In mid- February Maine's Governor LePage gave a radio address explaining why he declined to approve bonds promise by quasi governmental agencies These are a few quotes from LePage's Radio Address
In an article for The Bangor Daily News, Matt Wickenheiser said:
$19,448! If you are one of Maine’s 653,000 tax filers, this is your share of the Maine’s $12.7 billion in public debt. If you do not remember approving nearly $13 billion in bonds, you did not necessarily miss an election. More than 95% of Maine’s debt was never approved by voters as required by our Constitution!
As a voter and taxpayer you have only had a say on about $500 million in general obligation bond questions on the ballot. The remainder of our taxpayer-backed obligations is the result of promises made, but never paid for and decisions made by quasi-governmental authorities you have never heard of.
....Most of the remaining obligations backed up by Maine’s taxpayers were issued by boards or authorities you probably have never heard of. The debt was issued without your approval and passed onto other entities who we hope will repay the money.....
....Article IX, Section 14 of Maine’s Constitution is clear. With very rare exceptions, the credit of the state shall not be directly or indirectly loaned without a two-thirds vote of the Legislature and a majority vote of electors.
In an article for The Bangor Daily News, Matt Wickenheiser said:
“AUGUSTA, Maine — A $31 million bond package sponsored by a little-known quasi-state government body has stalled after Gov. Paul LePage’s decision not to approve it.
The decision highlights a fundamental shift in how the executive branch views debt in the state and has implications for agencies that issue bonds to help fund such things as college loans, low-income housing, and hospital and school expansions.
The Maine Health and Higher Educational Facilities Authority, or MHHEFA, is the government entity in the state that educational and health care nonprofit groups must go through under federal law to sell tax-exempt bonds, borrowing money for capital expenditures at low rates of interest.
Maine residents have not been asked to vote on such quasi-governmental agency bonds in the past, but that appears to be changing under the LePage administration.”
The bond issue discussed in the Bangor Daily News article is just the tip of a huge mountain of wheeling and dealing that has created a favored class that benefits and an unfavored class that pays. We will hear many voices trying to make LePage guilty by claiming that it is LePage’s actions which are bad for the economy. Although every one wants to see hospitals built and other worthy causes funded, it is outrageous that there are quasi public companies funding bonds at the taxpayers expense without taxpayer knowledge or consent.
One voice, in the above article, tries to make LePage the guilty party for stopping the funding of a hospital construction project and attempts to belittle LePage's actions with the words that his reasons are "only a philosophical principle"- yes it is a philosophical principle- a political philosophical principle which is recorded and preserved in the Maine state constitution !. LePage gets credit for referencing the actual Article of the Maine state constitution which the issuing of bonds by quasi public corporations violates.
Over the years, the plethora the wheeling and dealing by quasi government agencies has been justified by claims that it is for "the social benefit" and indeed some of it is, but what starts as a cause to benefit of the impoverished and struggling classes has been twisted time and time again to benefit the well to do. Such is the case with the recent statewide expansion of the Pine tree Zone, an economic zone which was originally conceived of as an act to benefit areas with low income and high unemployment to become, with the state wide expansion, aggressive corporate welfare, in which the favored private economic sector has tax breaks that non-profit organizations would envy, while avoiding an equal level of transparency as a non-profit organization must maintain by having publicly accessible annual reports.

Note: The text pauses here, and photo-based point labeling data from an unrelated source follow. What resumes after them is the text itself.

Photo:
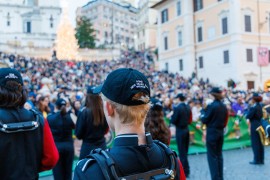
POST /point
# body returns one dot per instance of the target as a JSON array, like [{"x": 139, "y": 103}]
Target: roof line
[{"x": 159, "y": 3}]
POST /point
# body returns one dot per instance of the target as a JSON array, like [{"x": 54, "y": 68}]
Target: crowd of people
[
  {"x": 65, "y": 90},
  {"x": 70, "y": 79}
]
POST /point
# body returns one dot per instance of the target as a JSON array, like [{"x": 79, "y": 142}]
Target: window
[
  {"x": 226, "y": 57},
  {"x": 181, "y": 68},
  {"x": 8, "y": 19},
  {"x": 27, "y": 27},
  {"x": 249, "y": 55},
  {"x": 247, "y": 23},
  {"x": 167, "y": 67},
  {"x": 224, "y": 25},
  {"x": 180, "y": 40},
  {"x": 165, "y": 43},
  {"x": 51, "y": 21},
  {"x": 178, "y": 8},
  {"x": 269, "y": 56},
  {"x": 250, "y": 84},
  {"x": 200, "y": 62},
  {"x": 198, "y": 4},
  {"x": 164, "y": 16},
  {"x": 200, "y": 37}
]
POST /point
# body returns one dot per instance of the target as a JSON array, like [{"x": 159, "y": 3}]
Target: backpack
[
  {"x": 22, "y": 126},
  {"x": 108, "y": 166}
]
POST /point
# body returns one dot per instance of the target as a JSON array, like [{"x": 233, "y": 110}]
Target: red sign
[{"x": 263, "y": 56}]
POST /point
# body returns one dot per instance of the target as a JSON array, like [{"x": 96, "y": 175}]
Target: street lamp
[{"x": 15, "y": 44}]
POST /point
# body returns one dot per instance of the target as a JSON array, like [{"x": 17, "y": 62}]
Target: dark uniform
[
  {"x": 266, "y": 126},
  {"x": 181, "y": 118},
  {"x": 20, "y": 152},
  {"x": 92, "y": 136},
  {"x": 255, "y": 116},
  {"x": 129, "y": 157},
  {"x": 215, "y": 116},
  {"x": 61, "y": 127}
]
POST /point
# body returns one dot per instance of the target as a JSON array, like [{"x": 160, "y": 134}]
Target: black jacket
[
  {"x": 181, "y": 116},
  {"x": 129, "y": 157},
  {"x": 61, "y": 126},
  {"x": 255, "y": 113},
  {"x": 86, "y": 130},
  {"x": 20, "y": 152},
  {"x": 215, "y": 115}
]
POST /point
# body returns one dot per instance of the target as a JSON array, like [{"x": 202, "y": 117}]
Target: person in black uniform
[
  {"x": 126, "y": 96},
  {"x": 61, "y": 125},
  {"x": 215, "y": 117},
  {"x": 255, "y": 115},
  {"x": 181, "y": 118},
  {"x": 91, "y": 125},
  {"x": 23, "y": 133}
]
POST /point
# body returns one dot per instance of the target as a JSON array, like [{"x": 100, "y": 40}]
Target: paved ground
[{"x": 236, "y": 166}]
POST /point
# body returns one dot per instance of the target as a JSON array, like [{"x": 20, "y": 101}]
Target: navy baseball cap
[
  {"x": 180, "y": 96},
  {"x": 216, "y": 90},
  {"x": 122, "y": 84},
  {"x": 10, "y": 74},
  {"x": 90, "y": 89},
  {"x": 60, "y": 102}
]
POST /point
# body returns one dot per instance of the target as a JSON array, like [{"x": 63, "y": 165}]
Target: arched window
[
  {"x": 8, "y": 19},
  {"x": 51, "y": 21}
]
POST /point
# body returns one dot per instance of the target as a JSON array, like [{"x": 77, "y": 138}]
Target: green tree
[{"x": 85, "y": 33}]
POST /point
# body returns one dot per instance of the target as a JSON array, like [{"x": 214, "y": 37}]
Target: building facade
[
  {"x": 115, "y": 22},
  {"x": 216, "y": 39},
  {"x": 28, "y": 24},
  {"x": 147, "y": 29}
]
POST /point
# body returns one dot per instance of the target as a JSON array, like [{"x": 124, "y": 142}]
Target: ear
[{"x": 109, "y": 108}]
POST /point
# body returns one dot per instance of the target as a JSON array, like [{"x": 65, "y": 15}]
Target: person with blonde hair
[{"x": 134, "y": 155}]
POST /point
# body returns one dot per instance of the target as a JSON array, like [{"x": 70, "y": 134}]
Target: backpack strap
[
  {"x": 104, "y": 161},
  {"x": 22, "y": 126},
  {"x": 172, "y": 171},
  {"x": 108, "y": 166}
]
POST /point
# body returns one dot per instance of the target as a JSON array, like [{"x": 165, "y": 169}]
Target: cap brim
[{"x": 98, "y": 89}]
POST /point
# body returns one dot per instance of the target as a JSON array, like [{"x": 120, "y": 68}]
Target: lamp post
[{"x": 15, "y": 44}]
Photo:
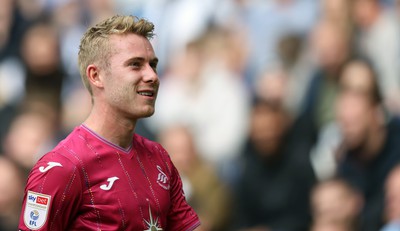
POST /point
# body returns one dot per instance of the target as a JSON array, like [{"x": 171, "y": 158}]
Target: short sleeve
[
  {"x": 52, "y": 195},
  {"x": 181, "y": 216}
]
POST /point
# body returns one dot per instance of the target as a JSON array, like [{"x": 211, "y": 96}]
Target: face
[
  {"x": 130, "y": 83},
  {"x": 354, "y": 108},
  {"x": 332, "y": 201}
]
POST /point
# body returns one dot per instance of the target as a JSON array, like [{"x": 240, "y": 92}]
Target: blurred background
[{"x": 279, "y": 114}]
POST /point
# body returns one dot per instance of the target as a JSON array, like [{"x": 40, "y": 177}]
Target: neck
[{"x": 112, "y": 126}]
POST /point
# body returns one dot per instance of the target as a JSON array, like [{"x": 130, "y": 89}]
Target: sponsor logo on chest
[
  {"x": 36, "y": 210},
  {"x": 162, "y": 179}
]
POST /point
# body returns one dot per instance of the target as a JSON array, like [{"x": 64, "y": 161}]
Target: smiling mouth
[{"x": 146, "y": 93}]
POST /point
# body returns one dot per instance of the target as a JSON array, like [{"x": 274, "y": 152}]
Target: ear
[{"x": 93, "y": 75}]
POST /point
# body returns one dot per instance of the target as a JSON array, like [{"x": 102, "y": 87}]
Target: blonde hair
[{"x": 94, "y": 47}]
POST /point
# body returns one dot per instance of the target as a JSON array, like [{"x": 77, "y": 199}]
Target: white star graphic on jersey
[{"x": 152, "y": 225}]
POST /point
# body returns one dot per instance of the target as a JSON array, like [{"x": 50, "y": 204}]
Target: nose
[{"x": 150, "y": 75}]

Once the government starts manipulating, there is no end to it, and what starts out as seemingly reasonable cause is co-opted by the power elite to use for their own ends. This has become a massive practice in Maine, which LePage has only hinted at, but he is the first politician to do that.
Along with the manipulations comes the hidden and expanding expense of a bureaucracy needed to manage the transference of wealth to the chosen ones, whoever they happen to be. Just the bureaucratic expense, alone, wipes out part or all of the alleged benefit to the larger society. There is no way to even keep track of who the real beneficiaries are - given the combination of increased bureaucratic expenses and increased lack of transparency.
The other side of it is that it creates an artificial world in which some businesses and organizations are worthier than others. This is a mechanical and atheistic "philosophy", one in which the ruling elite takes the place of God.
In a state in which one discovers a new government chartered corporation or regulations designed to benefit the favored sector, every week, this is the best news I have heard in a very long time.
Imagine what resources might be suddenly freed up, if we could eliminate all special interest benefits with the swoop of a wand. It would be like the sudden rushing of a frozen river in the early spring.
Imagine what resources might be suddenly freed up, if we could eliminate all special interest benefits with the swoop of a wand. It would be like the sudden rushing of a frozen river in the early spring.